Lily and the Octopus by Steven Rowley
Ted, a gay man in Los Angeles, is a cute and quirky, a master of wit. He loves his dog, Lily, an equally witty, aging little dachshund. They spend all their time together, talk about boys and movies. Ted hates to be away from Lily, and so when she develops an “octopus” on her head, Ted struggles. The “octopus”, it’s no spoiler (it is hinted at in chapter 1 and is revealed in chapter 2), is a tumor. As Ted goes to his therapist, on dates, to work, and hangs out with his friends, Lily’s illness ails him endlessly.
The writing by first time novelist Steven Rowley is very sweet and very cute if perhaps monotone. It is frustrating to read the same skipping, hair-twirling voice even in more serious moments. Ted, for example, to the very end, can never say “tumor” and refers to it as an “octopus” every single time. This makes reading tedious, even though the style is quick and easily consumed.

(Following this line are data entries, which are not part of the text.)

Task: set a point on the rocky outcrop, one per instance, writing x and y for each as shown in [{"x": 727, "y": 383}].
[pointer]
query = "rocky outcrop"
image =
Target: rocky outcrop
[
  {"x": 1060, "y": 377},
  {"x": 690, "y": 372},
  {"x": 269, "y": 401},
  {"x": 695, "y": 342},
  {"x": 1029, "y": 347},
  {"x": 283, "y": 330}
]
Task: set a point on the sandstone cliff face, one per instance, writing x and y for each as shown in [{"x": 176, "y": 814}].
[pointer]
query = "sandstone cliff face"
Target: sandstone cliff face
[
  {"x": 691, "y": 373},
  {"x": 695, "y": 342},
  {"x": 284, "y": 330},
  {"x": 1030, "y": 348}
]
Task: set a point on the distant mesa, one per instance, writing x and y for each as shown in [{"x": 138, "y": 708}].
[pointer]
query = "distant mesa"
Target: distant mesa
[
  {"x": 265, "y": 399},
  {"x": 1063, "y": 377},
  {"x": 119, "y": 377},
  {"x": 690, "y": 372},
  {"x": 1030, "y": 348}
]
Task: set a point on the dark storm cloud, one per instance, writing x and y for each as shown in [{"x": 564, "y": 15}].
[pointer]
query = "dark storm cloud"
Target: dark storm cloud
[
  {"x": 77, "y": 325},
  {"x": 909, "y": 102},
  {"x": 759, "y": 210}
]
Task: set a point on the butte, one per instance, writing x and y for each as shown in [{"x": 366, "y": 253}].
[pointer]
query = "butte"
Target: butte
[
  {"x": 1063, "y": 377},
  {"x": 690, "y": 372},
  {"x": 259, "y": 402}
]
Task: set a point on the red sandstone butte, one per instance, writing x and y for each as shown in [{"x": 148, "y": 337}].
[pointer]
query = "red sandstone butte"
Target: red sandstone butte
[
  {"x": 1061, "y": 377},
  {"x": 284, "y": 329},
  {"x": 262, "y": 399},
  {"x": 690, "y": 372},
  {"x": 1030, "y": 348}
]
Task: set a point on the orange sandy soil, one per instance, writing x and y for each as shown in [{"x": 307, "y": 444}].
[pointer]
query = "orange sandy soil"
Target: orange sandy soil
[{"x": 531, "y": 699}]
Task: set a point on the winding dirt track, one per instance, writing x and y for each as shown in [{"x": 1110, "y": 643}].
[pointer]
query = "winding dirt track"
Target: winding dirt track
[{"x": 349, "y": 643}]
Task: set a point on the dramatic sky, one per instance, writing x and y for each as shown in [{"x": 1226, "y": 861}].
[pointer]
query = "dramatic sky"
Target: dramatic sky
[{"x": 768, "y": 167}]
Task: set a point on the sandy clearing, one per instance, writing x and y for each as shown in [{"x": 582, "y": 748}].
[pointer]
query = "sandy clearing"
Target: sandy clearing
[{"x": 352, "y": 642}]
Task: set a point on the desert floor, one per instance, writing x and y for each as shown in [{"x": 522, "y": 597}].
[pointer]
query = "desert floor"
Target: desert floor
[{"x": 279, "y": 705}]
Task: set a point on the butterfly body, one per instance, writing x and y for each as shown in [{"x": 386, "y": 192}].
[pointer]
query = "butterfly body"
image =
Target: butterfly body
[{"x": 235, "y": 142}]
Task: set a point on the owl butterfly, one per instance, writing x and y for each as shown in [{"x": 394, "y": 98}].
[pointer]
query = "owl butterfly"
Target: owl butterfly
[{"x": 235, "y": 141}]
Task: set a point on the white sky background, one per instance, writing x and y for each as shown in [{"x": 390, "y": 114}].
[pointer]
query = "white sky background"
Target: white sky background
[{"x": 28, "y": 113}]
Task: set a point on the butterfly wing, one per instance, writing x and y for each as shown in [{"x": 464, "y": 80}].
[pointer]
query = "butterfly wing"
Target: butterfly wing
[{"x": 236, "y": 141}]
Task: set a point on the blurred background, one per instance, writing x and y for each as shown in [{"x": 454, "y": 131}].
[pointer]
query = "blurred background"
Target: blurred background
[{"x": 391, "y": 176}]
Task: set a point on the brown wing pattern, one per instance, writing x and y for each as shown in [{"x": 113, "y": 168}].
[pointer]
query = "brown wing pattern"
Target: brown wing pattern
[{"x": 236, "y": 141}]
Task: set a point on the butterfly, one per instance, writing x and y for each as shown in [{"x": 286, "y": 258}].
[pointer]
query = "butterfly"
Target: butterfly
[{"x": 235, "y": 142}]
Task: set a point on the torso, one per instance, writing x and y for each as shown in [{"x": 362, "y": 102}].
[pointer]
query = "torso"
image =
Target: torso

Lily and the Octopus has a motive. It’s trying to make you cry. It’s trying to tug at the heartstrings the same way Pixar does, though without any of the mastery (not that one can help that they aren’t Pixar). Maybe this isn’t a damning indictment. After all, all books want you to feel something, think something, imagine something, and so on. Really good books find a way to hide this, mask it or otherwise build up the world in a way that any overt motives can be overlooked, like soft paywalls at The Atlantic. The hard truth is that Lily and the Octopus is just okay and is likely to appeal to people who like gooey, sappy stories already. It could be said to be “on brand” and it’s not really trying to branch out. And that’s okay.
Not to advocate for tragedy porn, but 305 pages dedicated to an old, dying dog isn’t really enough to stir any real feelings. We expect old dogs to die. Maybe if Ted had some real character growth, had changed as a person, had come out of the other side of this with grace and poise and some kind of message, the whole enterprise could have been salvaged.
Lily and the Octopus is inoffensive, glib, quirky and a little sad. It’s not going to knock your socks off, but if you’re coming off a serious Hegel binge and need a pallet cleanser, this book could do.